Keywords: machine learning, neural networks, optimization, suboptimal solutions, mathematical games.
Abstract. Since the very beginning, there has been a fruitful exchange between machine learning and optimization. While machine learning exploits optimization models and algorithms, it simultaneously poses problems which often constitute optimization challenges. This cross- fertilization is particularly evident nowadays. Many applications produce data that have to be processed and many other applications are based on data that have already been processed. In society, data-producers and data-consumers continuously exchange their roles. At the same time, scientists generate and collect huge amounts of data and need to develop methodologies for data analysis. This requires the use of ever more powerful approaches and techniques. Among these improvements, those coming from the field of optimization and game theory surely play a basic role. In this talk, I provide a non-technical review of some optimization paradigms and machine- learning techniques used in my research and I emphasize some aspects at the confluence of these two disciplines. Then, I focus on some optimization problems that exploit machine learning and game-theoretical optimization models. The interplay between machine learning and optimization continues to develop, and its benefits are there for all to see.

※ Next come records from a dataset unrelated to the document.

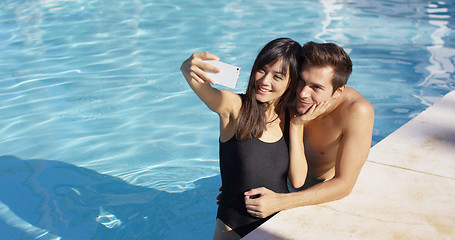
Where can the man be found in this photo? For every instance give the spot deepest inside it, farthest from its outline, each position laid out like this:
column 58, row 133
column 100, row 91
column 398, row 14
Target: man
column 336, row 142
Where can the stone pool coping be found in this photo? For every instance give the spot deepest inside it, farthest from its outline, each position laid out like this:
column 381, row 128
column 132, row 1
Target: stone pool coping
column 406, row 189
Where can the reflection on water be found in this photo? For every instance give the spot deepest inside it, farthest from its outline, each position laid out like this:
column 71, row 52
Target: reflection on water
column 45, row 199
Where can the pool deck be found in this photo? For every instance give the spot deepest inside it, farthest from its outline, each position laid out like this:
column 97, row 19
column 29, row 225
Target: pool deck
column 406, row 189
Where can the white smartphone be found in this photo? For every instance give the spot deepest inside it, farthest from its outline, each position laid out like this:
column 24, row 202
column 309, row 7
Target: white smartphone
column 228, row 75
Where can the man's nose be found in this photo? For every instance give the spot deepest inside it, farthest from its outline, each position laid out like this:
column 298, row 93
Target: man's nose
column 303, row 92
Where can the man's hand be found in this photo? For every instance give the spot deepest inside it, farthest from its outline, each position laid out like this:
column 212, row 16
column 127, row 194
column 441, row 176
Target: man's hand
column 315, row 111
column 194, row 67
column 262, row 202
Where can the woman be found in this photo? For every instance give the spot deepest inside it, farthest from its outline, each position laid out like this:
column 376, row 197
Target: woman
column 253, row 131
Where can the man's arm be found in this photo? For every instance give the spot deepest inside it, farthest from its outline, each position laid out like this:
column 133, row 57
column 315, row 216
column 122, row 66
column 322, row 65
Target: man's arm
column 352, row 154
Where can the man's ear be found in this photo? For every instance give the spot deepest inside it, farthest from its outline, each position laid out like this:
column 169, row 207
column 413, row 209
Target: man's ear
column 339, row 91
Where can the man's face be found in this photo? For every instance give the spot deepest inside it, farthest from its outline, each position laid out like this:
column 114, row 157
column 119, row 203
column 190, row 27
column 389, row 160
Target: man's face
column 314, row 87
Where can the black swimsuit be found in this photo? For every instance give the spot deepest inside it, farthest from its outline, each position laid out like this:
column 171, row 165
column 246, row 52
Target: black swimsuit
column 246, row 165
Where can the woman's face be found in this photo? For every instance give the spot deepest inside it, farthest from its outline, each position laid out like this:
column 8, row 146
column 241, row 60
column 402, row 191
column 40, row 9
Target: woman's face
column 271, row 82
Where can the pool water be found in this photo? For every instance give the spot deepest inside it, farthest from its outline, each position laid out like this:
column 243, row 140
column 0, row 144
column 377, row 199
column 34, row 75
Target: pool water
column 100, row 136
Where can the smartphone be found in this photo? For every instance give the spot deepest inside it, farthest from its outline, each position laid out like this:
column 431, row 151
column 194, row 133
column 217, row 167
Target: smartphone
column 228, row 75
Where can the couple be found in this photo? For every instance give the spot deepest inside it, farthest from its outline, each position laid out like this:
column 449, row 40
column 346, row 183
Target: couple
column 297, row 123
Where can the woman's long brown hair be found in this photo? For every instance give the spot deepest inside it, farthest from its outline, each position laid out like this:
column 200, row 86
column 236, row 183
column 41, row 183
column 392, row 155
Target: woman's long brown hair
column 252, row 119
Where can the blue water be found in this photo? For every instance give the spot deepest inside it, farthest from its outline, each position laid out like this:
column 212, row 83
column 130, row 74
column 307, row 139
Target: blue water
column 100, row 136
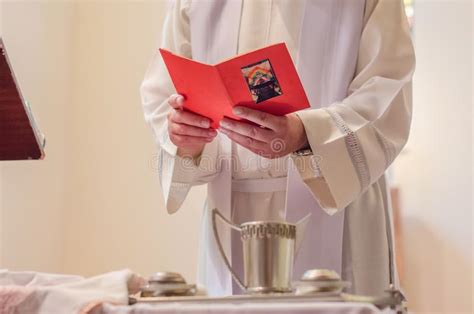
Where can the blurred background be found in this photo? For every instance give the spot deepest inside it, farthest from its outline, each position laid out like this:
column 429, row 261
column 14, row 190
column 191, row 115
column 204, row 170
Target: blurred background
column 94, row 204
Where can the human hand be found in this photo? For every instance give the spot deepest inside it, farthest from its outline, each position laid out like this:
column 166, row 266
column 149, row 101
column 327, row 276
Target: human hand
column 272, row 137
column 187, row 130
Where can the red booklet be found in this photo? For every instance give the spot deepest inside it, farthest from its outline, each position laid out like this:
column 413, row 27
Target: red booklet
column 264, row 79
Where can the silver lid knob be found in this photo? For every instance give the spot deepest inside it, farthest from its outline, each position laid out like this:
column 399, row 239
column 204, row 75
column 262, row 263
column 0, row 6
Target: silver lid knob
column 320, row 275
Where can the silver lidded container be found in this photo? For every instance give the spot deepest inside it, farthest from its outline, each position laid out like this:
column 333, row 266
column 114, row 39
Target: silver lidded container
column 167, row 284
column 320, row 281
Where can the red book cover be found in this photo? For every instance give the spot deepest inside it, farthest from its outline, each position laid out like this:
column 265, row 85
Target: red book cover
column 264, row 79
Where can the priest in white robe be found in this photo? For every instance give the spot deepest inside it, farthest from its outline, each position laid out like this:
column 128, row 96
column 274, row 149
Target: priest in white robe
column 356, row 61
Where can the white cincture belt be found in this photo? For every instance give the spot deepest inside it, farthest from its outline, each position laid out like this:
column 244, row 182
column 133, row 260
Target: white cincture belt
column 260, row 185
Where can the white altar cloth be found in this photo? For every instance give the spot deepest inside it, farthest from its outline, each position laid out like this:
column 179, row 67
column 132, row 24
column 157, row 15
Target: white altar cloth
column 246, row 307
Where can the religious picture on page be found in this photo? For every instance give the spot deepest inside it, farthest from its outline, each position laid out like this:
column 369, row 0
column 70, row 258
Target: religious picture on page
column 261, row 80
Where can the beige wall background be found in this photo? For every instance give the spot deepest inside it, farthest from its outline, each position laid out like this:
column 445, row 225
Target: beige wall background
column 93, row 204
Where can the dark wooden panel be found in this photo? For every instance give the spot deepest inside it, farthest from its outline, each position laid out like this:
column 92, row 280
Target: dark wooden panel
column 17, row 138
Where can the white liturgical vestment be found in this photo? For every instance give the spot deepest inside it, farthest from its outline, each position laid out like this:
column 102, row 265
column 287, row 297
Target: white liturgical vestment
column 355, row 59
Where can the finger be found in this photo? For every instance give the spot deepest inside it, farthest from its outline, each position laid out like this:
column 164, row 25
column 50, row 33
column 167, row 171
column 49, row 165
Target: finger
column 176, row 101
column 247, row 142
column 183, row 129
column 185, row 140
column 259, row 117
column 186, row 117
column 247, row 129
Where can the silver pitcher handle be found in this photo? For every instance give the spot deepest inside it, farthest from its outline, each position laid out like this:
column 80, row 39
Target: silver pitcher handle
column 215, row 213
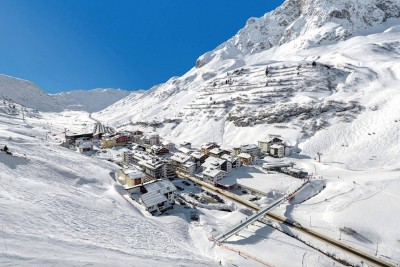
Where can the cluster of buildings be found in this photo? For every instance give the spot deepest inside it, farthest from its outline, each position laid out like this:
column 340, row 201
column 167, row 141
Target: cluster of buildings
column 150, row 163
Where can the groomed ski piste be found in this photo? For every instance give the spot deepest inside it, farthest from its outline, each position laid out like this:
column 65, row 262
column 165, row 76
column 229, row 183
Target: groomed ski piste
column 61, row 208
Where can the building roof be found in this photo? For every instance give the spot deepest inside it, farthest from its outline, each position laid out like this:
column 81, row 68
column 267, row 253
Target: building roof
column 276, row 146
column 244, row 155
column 152, row 198
column 228, row 158
column 184, row 150
column 213, row 172
column 217, row 150
column 208, row 145
column 296, row 170
column 151, row 163
column 166, row 143
column 249, row 147
column 197, row 155
column 179, row 157
column 134, row 173
column 212, row 162
column 185, row 143
column 277, row 164
column 86, row 145
column 189, row 164
column 162, row 186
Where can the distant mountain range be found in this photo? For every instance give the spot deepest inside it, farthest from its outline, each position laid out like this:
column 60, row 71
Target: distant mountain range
column 30, row 95
column 90, row 100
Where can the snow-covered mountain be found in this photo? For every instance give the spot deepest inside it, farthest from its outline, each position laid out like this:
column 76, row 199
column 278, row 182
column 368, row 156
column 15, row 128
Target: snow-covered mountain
column 327, row 64
column 27, row 94
column 90, row 100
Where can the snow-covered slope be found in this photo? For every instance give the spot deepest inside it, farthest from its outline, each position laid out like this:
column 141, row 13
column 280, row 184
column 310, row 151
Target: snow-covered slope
column 61, row 208
column 26, row 93
column 90, row 100
column 353, row 82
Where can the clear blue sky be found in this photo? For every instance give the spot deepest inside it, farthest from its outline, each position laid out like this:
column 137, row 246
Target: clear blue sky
column 86, row 44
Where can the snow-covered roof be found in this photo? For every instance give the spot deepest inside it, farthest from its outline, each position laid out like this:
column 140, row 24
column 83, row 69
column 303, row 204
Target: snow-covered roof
column 216, row 150
column 189, row 164
column 86, row 145
column 277, row 164
column 249, row 147
column 228, row 158
column 276, row 146
column 182, row 158
column 197, row 155
column 213, row 172
column 166, row 143
column 151, row 163
column 212, row 162
column 208, row 145
column 161, row 186
column 295, row 170
column 185, row 143
column 244, row 155
column 134, row 173
column 184, row 150
column 152, row 198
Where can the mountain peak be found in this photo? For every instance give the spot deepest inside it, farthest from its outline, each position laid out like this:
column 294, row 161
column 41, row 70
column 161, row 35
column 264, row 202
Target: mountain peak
column 305, row 24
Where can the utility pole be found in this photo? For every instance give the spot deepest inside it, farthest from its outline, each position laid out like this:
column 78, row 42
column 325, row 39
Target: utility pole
column 319, row 154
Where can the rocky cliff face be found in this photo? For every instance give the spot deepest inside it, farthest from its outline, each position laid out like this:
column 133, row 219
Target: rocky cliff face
column 305, row 71
column 311, row 23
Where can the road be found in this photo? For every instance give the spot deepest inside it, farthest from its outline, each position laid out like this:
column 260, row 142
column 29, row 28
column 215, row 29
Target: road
column 366, row 258
column 250, row 220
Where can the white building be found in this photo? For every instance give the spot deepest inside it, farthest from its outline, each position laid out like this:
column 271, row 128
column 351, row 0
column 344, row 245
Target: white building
column 85, row 147
column 170, row 146
column 132, row 177
column 233, row 162
column 279, row 150
column 159, row 196
column 213, row 175
column 268, row 142
column 213, row 162
column 81, row 140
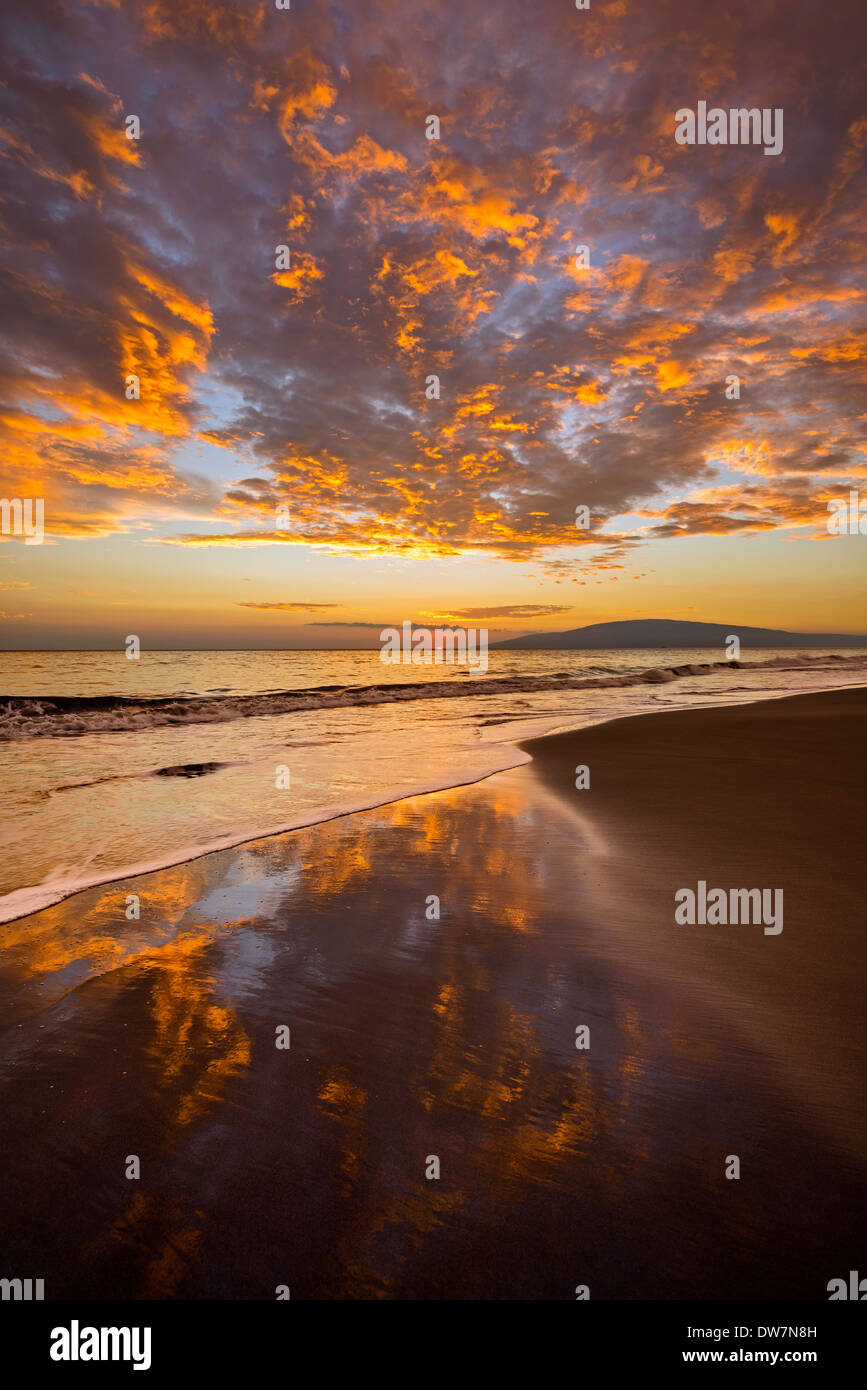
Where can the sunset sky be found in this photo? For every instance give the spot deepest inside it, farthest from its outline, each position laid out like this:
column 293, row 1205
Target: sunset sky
column 304, row 388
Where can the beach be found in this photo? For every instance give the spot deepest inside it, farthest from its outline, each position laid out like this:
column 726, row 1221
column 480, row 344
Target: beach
column 432, row 961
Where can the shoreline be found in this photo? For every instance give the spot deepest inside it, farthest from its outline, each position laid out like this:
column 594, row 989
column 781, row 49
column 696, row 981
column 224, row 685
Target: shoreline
column 453, row 1033
column 56, row 895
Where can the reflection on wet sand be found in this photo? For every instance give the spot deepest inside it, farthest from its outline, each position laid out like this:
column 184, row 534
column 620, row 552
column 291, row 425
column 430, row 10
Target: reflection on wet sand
column 410, row 1037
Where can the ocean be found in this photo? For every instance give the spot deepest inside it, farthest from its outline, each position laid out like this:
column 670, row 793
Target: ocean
column 111, row 767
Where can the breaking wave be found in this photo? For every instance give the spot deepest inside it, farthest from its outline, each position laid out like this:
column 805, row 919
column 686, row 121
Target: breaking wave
column 70, row 716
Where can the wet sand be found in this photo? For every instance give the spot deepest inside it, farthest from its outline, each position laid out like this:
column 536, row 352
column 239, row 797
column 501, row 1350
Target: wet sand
column 413, row 1036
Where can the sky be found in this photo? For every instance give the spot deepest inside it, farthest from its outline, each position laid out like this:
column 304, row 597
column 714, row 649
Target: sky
column 377, row 377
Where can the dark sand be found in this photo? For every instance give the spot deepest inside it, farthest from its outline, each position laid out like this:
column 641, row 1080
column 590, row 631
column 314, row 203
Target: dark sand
column 455, row 1037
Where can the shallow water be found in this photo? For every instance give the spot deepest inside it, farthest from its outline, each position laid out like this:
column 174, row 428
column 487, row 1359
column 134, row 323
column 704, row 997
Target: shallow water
column 410, row 1037
column 86, row 808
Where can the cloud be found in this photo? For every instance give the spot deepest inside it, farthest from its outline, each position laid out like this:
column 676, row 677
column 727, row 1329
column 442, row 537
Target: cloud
column 293, row 608
column 557, row 385
column 510, row 610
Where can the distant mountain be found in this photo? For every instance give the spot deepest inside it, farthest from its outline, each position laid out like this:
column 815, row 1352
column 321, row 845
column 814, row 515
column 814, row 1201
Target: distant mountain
column 663, row 631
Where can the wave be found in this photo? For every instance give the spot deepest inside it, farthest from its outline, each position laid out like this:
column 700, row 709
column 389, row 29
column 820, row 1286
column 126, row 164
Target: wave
column 70, row 716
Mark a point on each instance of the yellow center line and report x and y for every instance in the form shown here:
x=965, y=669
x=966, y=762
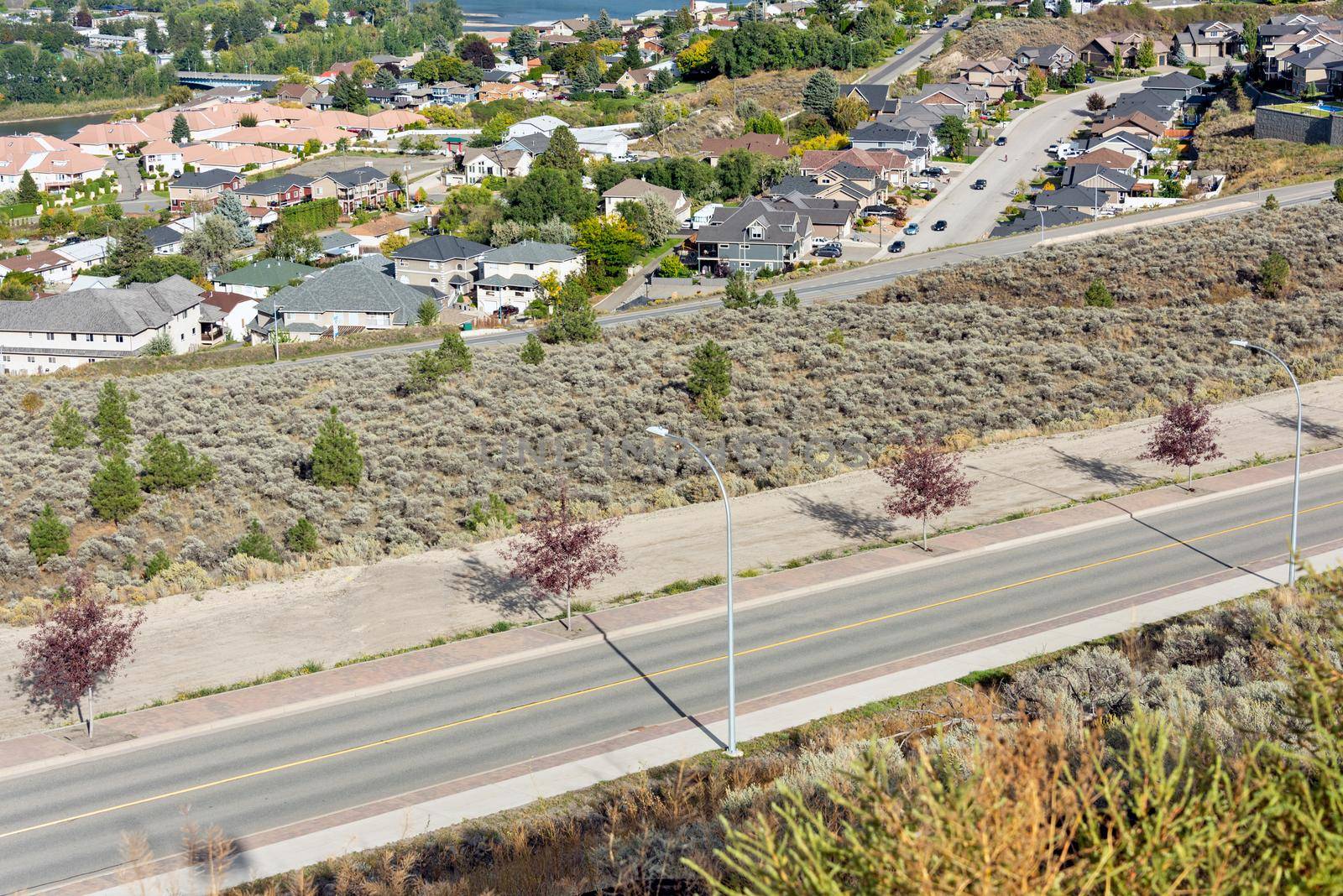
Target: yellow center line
x=633, y=679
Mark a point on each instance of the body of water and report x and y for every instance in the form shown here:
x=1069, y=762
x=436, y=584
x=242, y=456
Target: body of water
x=524, y=13
x=62, y=128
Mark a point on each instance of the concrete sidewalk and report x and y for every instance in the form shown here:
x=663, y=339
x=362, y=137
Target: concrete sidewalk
x=232, y=635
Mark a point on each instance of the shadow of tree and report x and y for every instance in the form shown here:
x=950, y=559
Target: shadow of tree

Short bio. Marcello Sanguineti is Full Professor of Operations Research at the University of Genova. He is also Guest Scholar at the AXES (Analysis of compleX Economic Systems) Research Unit of IMT-School of Advanced Studies (Lucca, Italy) and Research Associate at the Institute for Marine Engineering of the National Research Council of Italy. He co- authored over 200 research papers in archival journals, book chapters, and international conference proceedings, and the book “Neural Approximations for Optimal Control and Decision” (Springer, Communications and Control Engineering Series, 2020). His main research interests are infinite-dimensional programming, machine learning, complex networks analysis, mathematics of neurocomputing, network and team optimization, optimal control, and affective computing. Prof. Sanguineti was a member of the Program Committees of several conferences, Chair of the Organizing Committee of the Int. Conf. ICNPAA 2008, and member of the Organizing Committee of the Int. Conf. on Optimization and Decision Science, 2019. He coordinated several national and international research projects on approximate solution of optimization problems and mathematics of neurocomputing. He is Area Editor of the journal Soft Computing and member of the Editorial Boards of the IEEE Transactions on Neural Networks and Learning Systems, Neural Networks, Neurocomputing, and Neural Processing Letters.